The “Phone Status” of the remote phone shows:

SIP Messages Sent: ##### (large number)
SIP Bytes Sent: ###### (large number)
SIP Messages Recv: 0
SIP Bytes Recv: 0

So it is obvious that SIP isn’t getting from the Phone Server to the Phone.

I’ve used the Main Office Router’s Trace Packet function to test SIP from Phone Server IP to Remote Phone IP and it passes correctly.

My questions about best practice of troubleshooting this:
Because I can ping the phone from the phone server does that mean I can count on the phone server not needing any additional information to route SIP?

Because the Main Office Router (ASA5505) was set to no filter for this subnet (Remote Site via VPN Tunnel) does that mean I can count on SIP being allowed out from the Main Office?

I am used to helping others (in different forums) rather than asking for help. If this isn’t the correct forumn, let me know.

Thanks in advance.

Do a SIP debug at the Asterisk console.

Also make sure you have the vlan network defined in the localnet in FreePBX sip settings

Greetings SkykingOH,

Thanks for the second set of eyes. It has been a while since I’ve needed to use use the SIP Debug. Yeah - I’ve been real lucky.

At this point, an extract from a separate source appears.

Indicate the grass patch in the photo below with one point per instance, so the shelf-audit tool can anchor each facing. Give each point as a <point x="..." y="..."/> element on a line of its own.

For anyone else with the same issue, watch out for SIP ALG on some routers. In our case we set up a VPN tunnel, with no filters. We didn’t want either side to “inspect” SIP, etc. We turned off SIP ALG at the remote site and the SIP packets made it to the phone server and back to the phone.

We are now troubleshooting with Cisco an issue that appears to cause unintended translation of packets source IP information. That is causing the remote site’s phone to hear the main office but the main office can not hear the remote office.